La gestion collective des enjeux collectifs
Il faut s’appuyer davantage sur les embryons de petites structures sociales à vocation technique qui émergent actuellement. En leur donnant des moyens d’action accrus, on pourra faciliter l’émergence d’enjeux collectifs nouveaux tels que l’eau, la santé, la route, l’école, la conservation des sols. Aucun de ces domaines ne relève en premier lieu, de solutions techniques complexes ; tous supposent en revanche, une prise en charge collective préalable de la problématique sociale correspondante.
Beaucoup de développeurs, en effet, obsédés par la supériorité apparente de leur langage technique, tendent surtout à valoriser leur propre existence et à justifier leur rôle, en réalisant le miracle technique qui va, selon eux, imposer leur prestige aux yeux des paysans.
Non seulement une telle approche est puérile, mais elle est dangereuse dans la mesure où elle remet dans la main des populations rurales des instruments dont l’utilisation rationnelle présuppose l’existence d’une structure collective de décision et de gestion.

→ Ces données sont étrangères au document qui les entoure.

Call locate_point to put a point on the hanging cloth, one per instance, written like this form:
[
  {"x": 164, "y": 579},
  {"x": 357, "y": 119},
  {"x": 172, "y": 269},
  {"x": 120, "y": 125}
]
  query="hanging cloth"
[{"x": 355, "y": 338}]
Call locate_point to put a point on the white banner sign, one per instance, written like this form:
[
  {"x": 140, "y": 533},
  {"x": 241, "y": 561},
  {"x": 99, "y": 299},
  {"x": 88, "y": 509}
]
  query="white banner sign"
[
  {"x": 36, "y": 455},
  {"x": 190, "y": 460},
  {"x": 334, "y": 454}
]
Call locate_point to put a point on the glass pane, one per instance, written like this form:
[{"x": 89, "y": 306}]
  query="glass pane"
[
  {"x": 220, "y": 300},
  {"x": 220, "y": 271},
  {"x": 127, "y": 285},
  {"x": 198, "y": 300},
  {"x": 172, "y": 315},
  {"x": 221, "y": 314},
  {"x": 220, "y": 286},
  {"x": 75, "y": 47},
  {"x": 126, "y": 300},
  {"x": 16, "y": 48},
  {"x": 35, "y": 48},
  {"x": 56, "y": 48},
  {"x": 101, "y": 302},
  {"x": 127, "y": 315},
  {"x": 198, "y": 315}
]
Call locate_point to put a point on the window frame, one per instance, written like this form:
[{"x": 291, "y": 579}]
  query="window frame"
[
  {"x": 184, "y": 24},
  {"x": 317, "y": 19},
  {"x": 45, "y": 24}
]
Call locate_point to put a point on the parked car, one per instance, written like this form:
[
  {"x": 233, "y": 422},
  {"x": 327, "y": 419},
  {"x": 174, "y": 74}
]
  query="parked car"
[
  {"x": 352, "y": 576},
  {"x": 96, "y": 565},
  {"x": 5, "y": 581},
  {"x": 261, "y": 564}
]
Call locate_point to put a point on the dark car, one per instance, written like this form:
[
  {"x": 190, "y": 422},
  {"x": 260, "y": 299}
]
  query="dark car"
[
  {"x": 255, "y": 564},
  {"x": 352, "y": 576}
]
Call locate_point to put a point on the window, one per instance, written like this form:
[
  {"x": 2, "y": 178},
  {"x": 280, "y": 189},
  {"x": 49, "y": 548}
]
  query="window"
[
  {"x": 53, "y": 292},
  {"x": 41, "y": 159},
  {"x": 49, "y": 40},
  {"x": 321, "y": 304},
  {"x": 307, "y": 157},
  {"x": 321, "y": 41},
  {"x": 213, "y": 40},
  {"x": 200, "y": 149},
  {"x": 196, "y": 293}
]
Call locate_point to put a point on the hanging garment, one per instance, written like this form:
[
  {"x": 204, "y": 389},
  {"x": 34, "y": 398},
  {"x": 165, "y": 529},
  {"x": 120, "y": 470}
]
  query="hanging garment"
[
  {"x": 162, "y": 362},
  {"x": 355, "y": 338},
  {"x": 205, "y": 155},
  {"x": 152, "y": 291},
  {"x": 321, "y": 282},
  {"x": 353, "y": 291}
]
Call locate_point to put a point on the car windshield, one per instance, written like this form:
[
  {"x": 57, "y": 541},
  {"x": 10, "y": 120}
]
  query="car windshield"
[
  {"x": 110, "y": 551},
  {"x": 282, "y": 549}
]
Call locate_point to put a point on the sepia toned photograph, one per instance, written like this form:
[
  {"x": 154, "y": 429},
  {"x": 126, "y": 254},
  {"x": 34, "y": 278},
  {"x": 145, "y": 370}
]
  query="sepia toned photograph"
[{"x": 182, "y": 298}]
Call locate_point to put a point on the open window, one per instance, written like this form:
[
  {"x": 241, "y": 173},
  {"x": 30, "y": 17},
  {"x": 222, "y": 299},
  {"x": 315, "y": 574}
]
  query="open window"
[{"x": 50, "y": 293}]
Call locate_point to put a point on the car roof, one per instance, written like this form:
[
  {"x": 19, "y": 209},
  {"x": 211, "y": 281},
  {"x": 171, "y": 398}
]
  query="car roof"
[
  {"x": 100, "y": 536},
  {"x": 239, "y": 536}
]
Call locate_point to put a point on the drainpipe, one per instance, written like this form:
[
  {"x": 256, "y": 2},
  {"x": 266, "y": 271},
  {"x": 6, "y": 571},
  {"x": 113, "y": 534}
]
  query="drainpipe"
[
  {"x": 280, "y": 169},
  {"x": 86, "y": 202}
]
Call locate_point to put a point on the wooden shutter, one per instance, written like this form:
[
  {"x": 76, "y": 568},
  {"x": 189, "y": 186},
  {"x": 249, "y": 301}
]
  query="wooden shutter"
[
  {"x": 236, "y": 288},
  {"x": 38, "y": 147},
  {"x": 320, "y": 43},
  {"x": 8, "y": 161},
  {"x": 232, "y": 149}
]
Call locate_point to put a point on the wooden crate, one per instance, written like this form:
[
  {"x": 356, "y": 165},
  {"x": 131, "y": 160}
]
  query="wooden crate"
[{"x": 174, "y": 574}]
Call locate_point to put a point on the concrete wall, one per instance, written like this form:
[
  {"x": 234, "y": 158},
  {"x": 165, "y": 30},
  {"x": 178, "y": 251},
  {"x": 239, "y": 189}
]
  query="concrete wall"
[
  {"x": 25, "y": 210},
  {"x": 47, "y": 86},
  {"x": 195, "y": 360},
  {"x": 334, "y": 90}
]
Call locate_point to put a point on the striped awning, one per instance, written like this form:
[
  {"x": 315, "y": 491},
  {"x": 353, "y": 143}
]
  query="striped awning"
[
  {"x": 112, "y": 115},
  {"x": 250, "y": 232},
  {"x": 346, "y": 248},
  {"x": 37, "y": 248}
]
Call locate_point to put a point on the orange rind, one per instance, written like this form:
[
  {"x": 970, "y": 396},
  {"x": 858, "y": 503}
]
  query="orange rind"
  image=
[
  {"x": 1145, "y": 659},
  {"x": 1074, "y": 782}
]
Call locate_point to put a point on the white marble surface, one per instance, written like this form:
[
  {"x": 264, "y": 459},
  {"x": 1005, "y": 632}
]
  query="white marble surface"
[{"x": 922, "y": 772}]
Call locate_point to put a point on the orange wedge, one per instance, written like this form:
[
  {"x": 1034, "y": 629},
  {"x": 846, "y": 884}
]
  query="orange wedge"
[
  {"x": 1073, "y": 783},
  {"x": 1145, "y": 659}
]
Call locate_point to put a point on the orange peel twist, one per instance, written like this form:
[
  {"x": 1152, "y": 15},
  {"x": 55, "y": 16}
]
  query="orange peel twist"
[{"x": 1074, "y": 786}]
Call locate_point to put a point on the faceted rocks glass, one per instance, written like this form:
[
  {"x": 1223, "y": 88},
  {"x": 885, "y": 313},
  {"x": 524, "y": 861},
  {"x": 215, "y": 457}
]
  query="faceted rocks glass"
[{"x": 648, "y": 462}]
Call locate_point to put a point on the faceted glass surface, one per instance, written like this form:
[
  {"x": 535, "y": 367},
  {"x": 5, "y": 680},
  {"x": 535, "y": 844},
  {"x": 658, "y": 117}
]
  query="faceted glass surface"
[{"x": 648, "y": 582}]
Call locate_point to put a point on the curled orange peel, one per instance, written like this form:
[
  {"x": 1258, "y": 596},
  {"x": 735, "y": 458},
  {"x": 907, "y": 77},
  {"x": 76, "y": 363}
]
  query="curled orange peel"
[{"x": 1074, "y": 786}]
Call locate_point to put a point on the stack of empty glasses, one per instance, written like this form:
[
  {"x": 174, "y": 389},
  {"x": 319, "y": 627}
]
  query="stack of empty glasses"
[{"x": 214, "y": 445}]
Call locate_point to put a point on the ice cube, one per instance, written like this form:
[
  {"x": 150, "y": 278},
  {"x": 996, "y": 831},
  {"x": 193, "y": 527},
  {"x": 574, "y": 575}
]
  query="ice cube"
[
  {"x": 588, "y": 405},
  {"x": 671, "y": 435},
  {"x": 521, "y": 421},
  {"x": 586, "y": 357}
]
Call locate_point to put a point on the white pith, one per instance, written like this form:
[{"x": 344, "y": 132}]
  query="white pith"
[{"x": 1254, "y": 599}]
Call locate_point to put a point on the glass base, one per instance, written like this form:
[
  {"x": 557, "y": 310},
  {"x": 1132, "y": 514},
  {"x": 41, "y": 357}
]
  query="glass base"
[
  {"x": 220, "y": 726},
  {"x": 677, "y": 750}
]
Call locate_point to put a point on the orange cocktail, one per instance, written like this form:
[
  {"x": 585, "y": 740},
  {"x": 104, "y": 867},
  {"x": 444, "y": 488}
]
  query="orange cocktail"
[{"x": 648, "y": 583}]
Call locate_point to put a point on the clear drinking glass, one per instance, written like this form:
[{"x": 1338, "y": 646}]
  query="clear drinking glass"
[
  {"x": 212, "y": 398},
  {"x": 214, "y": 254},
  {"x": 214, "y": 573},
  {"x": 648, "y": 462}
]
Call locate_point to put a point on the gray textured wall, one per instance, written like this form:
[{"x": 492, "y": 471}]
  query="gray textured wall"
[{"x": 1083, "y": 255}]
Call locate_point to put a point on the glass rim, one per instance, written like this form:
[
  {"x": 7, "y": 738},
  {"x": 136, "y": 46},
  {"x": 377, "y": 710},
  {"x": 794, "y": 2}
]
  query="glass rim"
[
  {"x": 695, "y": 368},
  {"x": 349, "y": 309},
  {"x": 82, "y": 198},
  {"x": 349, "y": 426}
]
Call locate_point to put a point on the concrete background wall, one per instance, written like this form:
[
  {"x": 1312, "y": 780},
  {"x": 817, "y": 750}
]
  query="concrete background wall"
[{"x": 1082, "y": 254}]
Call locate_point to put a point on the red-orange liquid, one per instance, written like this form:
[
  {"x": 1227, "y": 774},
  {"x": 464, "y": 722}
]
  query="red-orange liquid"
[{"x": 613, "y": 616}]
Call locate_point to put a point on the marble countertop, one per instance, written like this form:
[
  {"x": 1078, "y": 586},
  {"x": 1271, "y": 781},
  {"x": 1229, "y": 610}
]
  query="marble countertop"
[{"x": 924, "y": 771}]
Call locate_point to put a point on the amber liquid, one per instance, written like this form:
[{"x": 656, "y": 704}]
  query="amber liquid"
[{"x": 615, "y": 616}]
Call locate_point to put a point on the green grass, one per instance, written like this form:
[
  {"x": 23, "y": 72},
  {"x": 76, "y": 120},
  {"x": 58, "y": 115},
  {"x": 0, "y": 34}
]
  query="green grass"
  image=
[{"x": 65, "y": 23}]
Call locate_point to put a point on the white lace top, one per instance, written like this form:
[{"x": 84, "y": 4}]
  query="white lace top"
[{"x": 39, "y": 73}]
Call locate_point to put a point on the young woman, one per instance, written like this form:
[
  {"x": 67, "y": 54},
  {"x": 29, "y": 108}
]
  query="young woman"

Mais de cela, ils n’ont cure et les résultats de ce gâchis sont visibles partout : sources taries, fontaines sèches, routes à l’abandon, écoles vides, dispensaires fermés, ateliers déserts, etc. Sans vergogne, ils partent alors à la recherche de terrains vierges disponibles pour leurs nouvelles démonstrations et leurs nouvelles prouesses techniques.
Il est temps d’arrêter ces réducteurs de culture et ces destructeurs de groupes. Il est temps de comprendre qu’il y a une demande paysanne pour l’organisation, mais que celle-ci ne se fera ni autour des slogans politiques, ni autour des discours et encore moins autour des projets artificiellement implantés depuis l’extérieur. Elle se fera autour de la gestion collective de l’eau, de la santé, de l’école, de la route ou de l’environnement (bassins versants.)
La structuration sociale actuellement en voie d’émergence ne peut se faire qu’autour de la prise en charge concrète de services collectifs précis et non comme les structures traditionnelles autour du seul échange de services individuels (combite). L’école de la démocratie, l’école de la gestion future des services publics passe par la réponse adéquate donnée à toutes ces initiatives qui, à l’heure actuelle, émergent de tous côtés à travers le pays.